Problem/Motivation
Follow-up based on #2948579-15: Block web.config in .htaccess (and vice-versa)
The .htaccess and web.config files provided with core both contain rules to block access to source / config file which should not be viewable through the webserver e.g.
# Protect files and directories from prying eyes.
<FilesMatch "\.(engine|inc|install|make|module|profile|po|sh|.*sql|theme|twig|tpl(\.php)?|xtmpl|yml)(~|\.sw[op]|\.bak|\.orig|\.save)?$|^(\.(?!well-known).*|Entries.*|Repository|Root|Tag|Template|composer\.(json|lock))$|^#.*#$|\.php(~|\.sw[op]|\.bak|\.orig|\.save)$">
However, as @longwave pointed out in the linked issue, the rules seem to have got out of sync (i.e. they don't match exactly) across the two files:
I did also notice that the regexes differ elsewhere in a few places - web.config blocks code-style.pl (not sure why) and what looks like SVN repository files, but not .make files - we should probably open another issue to unify this properly.
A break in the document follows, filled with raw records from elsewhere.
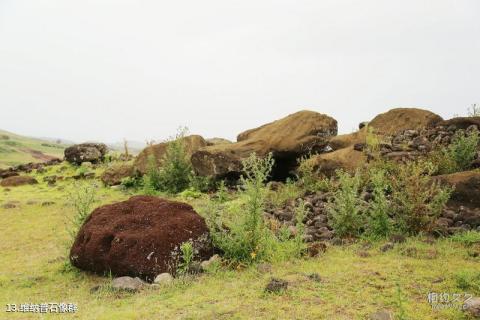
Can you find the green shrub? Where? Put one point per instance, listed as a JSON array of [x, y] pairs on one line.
[[379, 224], [417, 201], [309, 178], [187, 252], [222, 193], [467, 238], [131, 182], [176, 168], [202, 184], [474, 111], [346, 210], [284, 193], [458, 156], [152, 179], [81, 199]]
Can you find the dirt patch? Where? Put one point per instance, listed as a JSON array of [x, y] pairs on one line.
[[139, 237], [16, 181]]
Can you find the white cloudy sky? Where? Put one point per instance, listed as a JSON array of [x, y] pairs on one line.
[[109, 69]]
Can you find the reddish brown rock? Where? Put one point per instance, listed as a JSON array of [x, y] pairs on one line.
[[139, 237], [396, 120]]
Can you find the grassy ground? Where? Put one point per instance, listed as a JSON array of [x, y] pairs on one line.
[[15, 149], [33, 241]]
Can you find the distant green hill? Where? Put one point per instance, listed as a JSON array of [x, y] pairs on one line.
[[16, 149]]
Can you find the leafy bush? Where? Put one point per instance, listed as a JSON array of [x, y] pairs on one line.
[[81, 199], [187, 255], [417, 201], [202, 184], [309, 178], [458, 156], [284, 193], [379, 224], [239, 230], [404, 200], [176, 168], [346, 210], [152, 179], [467, 238]]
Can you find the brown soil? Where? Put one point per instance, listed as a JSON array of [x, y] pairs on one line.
[[17, 181], [138, 237]]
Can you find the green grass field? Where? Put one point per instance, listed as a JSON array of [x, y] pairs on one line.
[[33, 246], [16, 149]]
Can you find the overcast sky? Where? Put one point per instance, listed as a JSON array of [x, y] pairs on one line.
[[112, 69]]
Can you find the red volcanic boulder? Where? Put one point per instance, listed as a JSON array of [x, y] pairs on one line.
[[139, 237]]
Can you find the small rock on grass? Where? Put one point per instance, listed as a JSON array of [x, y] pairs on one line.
[[264, 268], [163, 279], [128, 284], [387, 246], [276, 285], [208, 263], [472, 307], [381, 315]]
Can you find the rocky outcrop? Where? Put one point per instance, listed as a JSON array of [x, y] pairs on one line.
[[466, 188], [86, 152], [16, 181], [215, 141], [114, 174], [157, 151], [347, 159], [139, 237], [287, 139], [396, 120]]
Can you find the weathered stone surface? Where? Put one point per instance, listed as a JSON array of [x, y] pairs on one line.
[[139, 237], [466, 188], [287, 139], [192, 144], [85, 152], [399, 119]]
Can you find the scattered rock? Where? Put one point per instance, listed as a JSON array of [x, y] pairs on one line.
[[264, 268], [314, 277], [16, 181], [472, 306], [396, 120], [381, 315], [9, 205], [287, 139], [192, 144], [139, 237], [386, 247], [128, 284], [163, 278], [114, 174], [205, 265], [316, 248], [398, 238], [86, 152], [276, 285], [363, 254]]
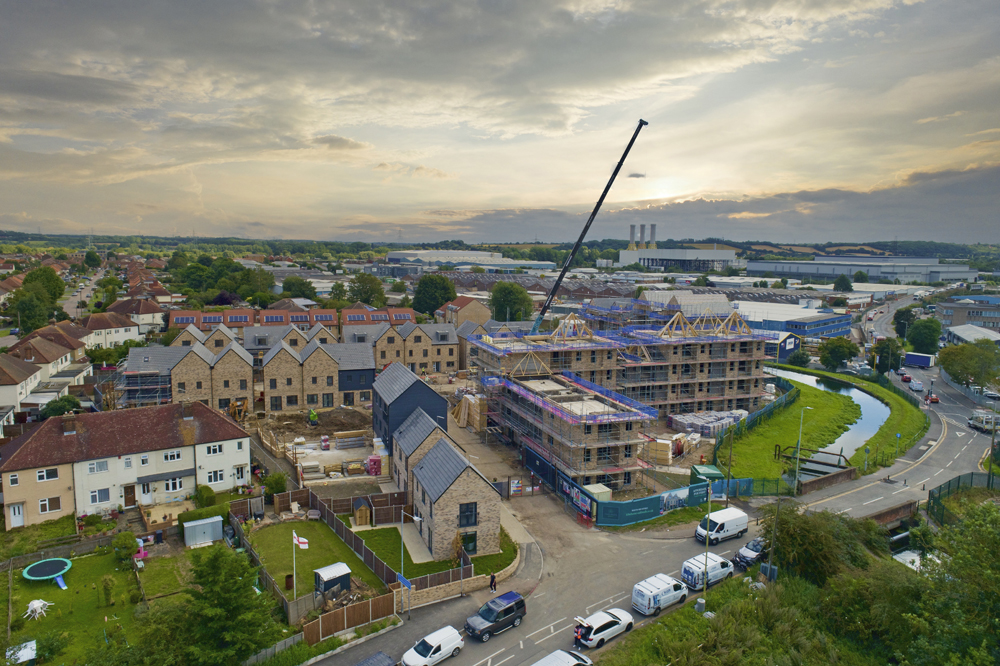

Both files also block .xtmpl files, which are surely long obsolete.
Proposed resolution
Review the relevant rules in .htaccess and web.config and alter them so that they match, as appropriate.
Remaining tasks
* Review the rules, and decide what changes need to be made to each.
* Make those changes.
* Check whether any tests need to be updated.
User interface changes
None.
API changes
None... I think; although it's possible that changing these files could change the behaviour of existing sites... so that'd need to be considered.
Data model changes
None.
Comments
Comment #2
mcdruid commentedComment #3
ayesh commentedComment #4
ayesh commentedHi @mcdruid and everyone,
I did some research round the web.config and .htaccess regular expressions, and you are right there are things that we should align well, plus there is a big room for improvement.
https://regex101.com/r/WZAIsO/1
1. Performance
This regex has 1789 steps. This is too much considering we only need to match the file extension and certain directories. Because we will need to release an .htaccess update, I think it's better if we optimize this s well.
2. Add-only modifications over time
The regular expressions long and somewhat difficult to maintain. In addition, we have one more rule that blocks all files and directories starting with a dot. This longer regex is long and hard to wrap head around. The regex is so long you can write and publish small npm package before you finish reading it. I suggest that we remove some redundant rules.
Comment #5
ayesh commentedI created another issue because I didn't want to hijack this issue, which I believe the main focus is reconciling .htaccess and web.config. However, I also believe a wider clean up for these files are also in order.
Comment #14
mastap commentedI am wondering why we don't reverse this logic, and only list the extensions and file pattern that we want to serve, excluding all the others from being served.
I feel this would secure even more the environment.